Dealing with Disappointment
What a tough thing to learn. Especially at 14.
Blake's elbow is broken. Last weekend was by far the toughest weekend he has ever had behind the plate. I knew he was hurting. I think everyone at one point could tell. The umpire told him to take some time, walk it off, gather himself. So he did. He continued through the day and the next. He caught 27 out of 28 innings.

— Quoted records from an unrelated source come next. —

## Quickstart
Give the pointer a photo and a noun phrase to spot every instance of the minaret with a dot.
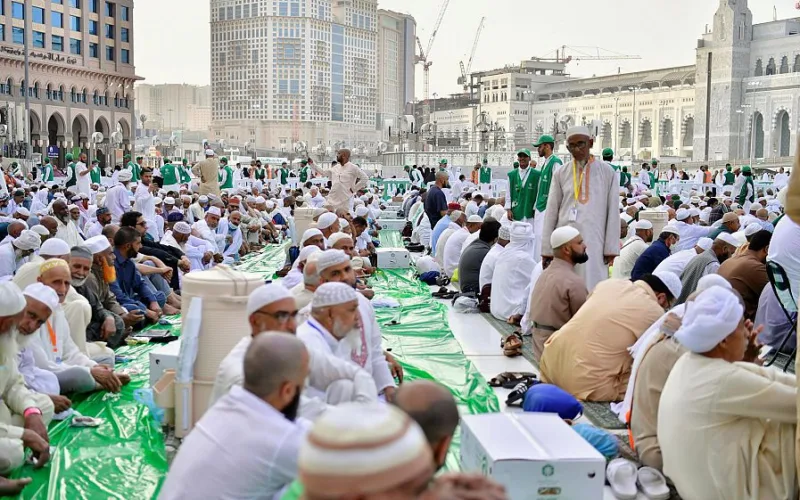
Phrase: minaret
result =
(723, 61)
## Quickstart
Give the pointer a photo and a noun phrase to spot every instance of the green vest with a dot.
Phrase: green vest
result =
(229, 178)
(95, 174)
(544, 182)
(168, 174)
(523, 198)
(485, 175)
(72, 175)
(729, 179)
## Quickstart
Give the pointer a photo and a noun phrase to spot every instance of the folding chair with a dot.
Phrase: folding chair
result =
(782, 288)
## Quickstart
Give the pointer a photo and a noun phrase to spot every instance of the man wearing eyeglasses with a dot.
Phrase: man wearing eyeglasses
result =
(584, 194)
(272, 308)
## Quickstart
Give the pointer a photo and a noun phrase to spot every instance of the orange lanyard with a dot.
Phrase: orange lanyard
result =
(52, 332)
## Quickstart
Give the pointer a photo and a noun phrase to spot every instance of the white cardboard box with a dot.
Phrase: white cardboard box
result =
(536, 456)
(162, 358)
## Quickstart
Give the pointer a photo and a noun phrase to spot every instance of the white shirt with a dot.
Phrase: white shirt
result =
(242, 448)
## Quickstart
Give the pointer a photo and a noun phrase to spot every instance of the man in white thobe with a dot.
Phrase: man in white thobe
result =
(584, 194)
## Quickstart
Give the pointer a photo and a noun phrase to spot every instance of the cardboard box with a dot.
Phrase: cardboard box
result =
(536, 456)
(164, 358)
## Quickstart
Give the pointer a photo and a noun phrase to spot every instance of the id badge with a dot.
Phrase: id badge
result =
(573, 214)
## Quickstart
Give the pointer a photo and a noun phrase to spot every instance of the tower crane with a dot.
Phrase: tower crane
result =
(465, 71)
(425, 54)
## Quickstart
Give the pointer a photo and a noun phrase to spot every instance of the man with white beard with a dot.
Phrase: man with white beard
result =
(24, 415)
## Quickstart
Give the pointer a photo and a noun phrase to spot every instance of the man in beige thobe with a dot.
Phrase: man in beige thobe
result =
(207, 171)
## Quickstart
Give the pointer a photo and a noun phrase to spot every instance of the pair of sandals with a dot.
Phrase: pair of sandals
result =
(626, 480)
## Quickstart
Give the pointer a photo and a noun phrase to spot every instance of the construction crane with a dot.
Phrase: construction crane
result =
(425, 54)
(465, 71)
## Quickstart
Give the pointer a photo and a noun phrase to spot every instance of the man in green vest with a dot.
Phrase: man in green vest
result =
(523, 186)
(225, 176)
(72, 175)
(94, 173)
(170, 176)
(545, 146)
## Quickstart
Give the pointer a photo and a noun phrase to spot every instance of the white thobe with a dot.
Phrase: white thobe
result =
(241, 448)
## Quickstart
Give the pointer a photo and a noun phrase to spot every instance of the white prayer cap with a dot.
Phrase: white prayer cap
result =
(563, 235)
(43, 294)
(710, 280)
(40, 230)
(682, 214)
(578, 130)
(330, 258)
(266, 295)
(95, 244)
(333, 294)
(182, 227)
(12, 302)
(709, 319)
(326, 220)
(335, 237)
(728, 238)
(362, 449)
(57, 247)
(505, 233)
(28, 240)
(752, 228)
(310, 233)
(671, 281)
(705, 243)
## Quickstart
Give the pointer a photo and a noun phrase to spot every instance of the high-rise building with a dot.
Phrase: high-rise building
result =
(285, 71)
(396, 50)
(81, 76)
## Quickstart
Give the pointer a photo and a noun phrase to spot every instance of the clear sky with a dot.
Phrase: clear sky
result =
(172, 36)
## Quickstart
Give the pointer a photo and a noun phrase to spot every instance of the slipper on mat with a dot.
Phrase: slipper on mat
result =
(621, 476)
(652, 483)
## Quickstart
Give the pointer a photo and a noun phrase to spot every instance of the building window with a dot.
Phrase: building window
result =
(38, 39)
(17, 10)
(37, 15)
(18, 35)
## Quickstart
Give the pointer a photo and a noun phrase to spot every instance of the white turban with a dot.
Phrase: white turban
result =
(266, 295)
(563, 235)
(326, 220)
(330, 258)
(333, 294)
(709, 319)
(28, 240)
(182, 227)
(43, 294)
(310, 233)
(12, 302)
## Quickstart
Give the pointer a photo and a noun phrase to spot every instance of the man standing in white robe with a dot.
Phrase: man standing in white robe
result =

We thought he was struggling all this week with some deep bruising. His thought process is that it would work itself out. He threw Monday, hit and threw Tuesday. Went to practice Wednesday and worked on throw downs from behind the plate. He left practice in a lot of pain. This bruising wasn't getting any better. Thursday he rested. Friday in practice he couldn't even toss a baseball. He left without hitting. Saturday things were rough. Just annoying pain in his elbow. Loss of the use of his arm for most anything.
Dave looked at me Saturday morning and said, " I think it may be broken." Sinking disappointment settled in as I tried my best to think positive. There is no way its broken. No way. I mean, he used it all week long.
We shot films and sure enough there it was. A break in the growth plate. His right elbow. His throwing arm.
Not sure how to describe to you the rest of the day. Deep disappointment. Frustration. Blake is very discouraged, very disgruntled and very grumpy. I know his heart is hurting and because we know that we are hurting too.
We are grateful they had this weekend off. No tournament. There is no way he will be playing next weekend and probably not the next. Our hope is that by the third weekend he might be ready, but if he is not I can assure you we won't allow him to risk his future seasons for this one. Healing time is anywhere from 2-5 weeks. We are using micro current therapy round the clock along with some laser therapy as well. The micro current increases ATP(the healing component in our cells) production by 500%. The more diligent he is with his therapy the quicker healing will occur. He knows that.
I'm afraid the real disappointment won't hit him until the first pitch of the first game he is sitting out of is thrown. Then its going to get tough. Life lessons learned at an early age.
My kid is tough. I've always known that about Blake. I knew it last weekend as he took hit after hit after hit from wild pitches. I just never knew he was tough enough to play with a broken elbow and still manage to throw a runner out at second who was attempting to steal on him.
Blake I'm so proud of you. I'm sorry for your pain and your disappointment, but if I know anything about you I know that you won't allow this to keep your from following your dreams. This is just a speed bump along the path. You can come back from this. I know you can. Love you, kid. I really, really do.